Breaking NewsPMI Taiwan

Hati-hati! Vietnam Selundupkan Makanan Olahan Mengandung Virus Babi dan Sudah Disebar ke 12 Kota di Taiwan

Beberapa hari ini Taiwan dihebohkan adanya makanan (daging) olahan yang diselundupkan dari Vietnam dan setelah dilakukan lab mengandung virus demam babi Afrika.

Dari hasil pelacakan melalui data logistik yang masuk, tim investigasi polisi segera melakukan penyelidikan dan penyaringan, mereka menemukan bahwa barang sudah dikirim ke 1.302 tempat di seluruh Taiwan.

Polisi juga telah menyita 19 produk daging olahan yang mencurigakan di 12 kabupaten dan kota di Taiwan antara lain Keelung, New Taipei City, Taoyuan, Hsinchu, Miaoli, Changhua, Nantou, Tainan, Kaohsiung, Hualien, Taitung dan Penghu untuk kemudian diperiksa.

Adapun makanan/daging olahan tersebut antara lain kue bulan (Yek ping 月餅), stik daging (Rou Diao 肉條), abon daging (Rou Song 肉鬆), sosis (Siang Chang 香腸), ham (Huo Thue 火腿), dll.

Hasil investigasi polisi mengungkapkan, mulai Januari tahun ini sebuah perusahaan Vietnam mengirim (menyelundupkan) produk daging, rokok, dan tembakau. Barang-barang tersebut diterima dan ditampung oleh seorang warga Vietnam bermarga Deng yang telah menikah dengan dengan warga Taiwan selama 17 tahun. Kemudian dengan bantuan anak perempuannya dikirim ke toko-toko kelontong/warung makan Vietnam di seluruh Taiwan maupun ke konsumen langsung.

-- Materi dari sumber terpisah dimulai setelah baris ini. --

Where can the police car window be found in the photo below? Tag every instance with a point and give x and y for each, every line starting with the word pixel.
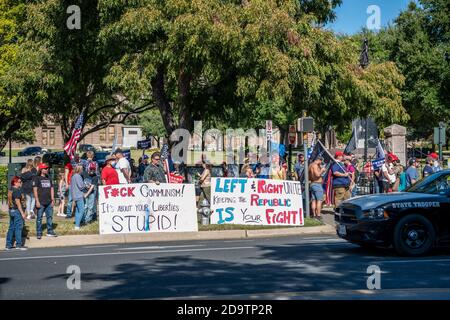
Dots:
pixel 440 185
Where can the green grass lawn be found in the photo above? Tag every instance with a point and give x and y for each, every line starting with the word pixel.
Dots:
pixel 66 227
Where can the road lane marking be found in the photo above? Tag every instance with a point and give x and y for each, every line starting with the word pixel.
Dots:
pixel 412 261
pixel 123 253
pixel 104 246
pixel 161 247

Sebagaimana diketahui, beberapa waktu lalu kepolisian Yunlin menerima laporan adanya dugaan impor ilegal produk daging yang dikirim dari Vietnam melalui pesawat udara di Xinzhuang, New Taipei City.

Setelah dilakukan penyelidikan oleh gabungan kepolisian dan tim investigasi, pada 19 Agustus kemarin mereka menemukan dan kemudian menyita sebanyak 71 kg produk daging dan beberapa dus rokok di Xinzhuang. Diantaranya produk daging seperti sosis dan ham yang dinyatakan positif mengandung asam nukleat virus demam babi Afrika (Fe Chou Chu Wen Pingtu 非洲豬瘟病毒)

Sementara itu, Deng dan anaknya yang diduga sebagai penanggung jawab menerima dan mengirim barang di Taiwan sudah diamankan polisi. Mereka mengaku tidak tahu kalau mengimpor daging olahan merupakan pelanggaran.

Pihak kejaksaan mengungkapkan, mereka diyakini terlibat dalam tindak pidana penyelundupan impor barang secara tidak sah dan dilarang. Saat ini kasusnya sudah ditindaklanjuti.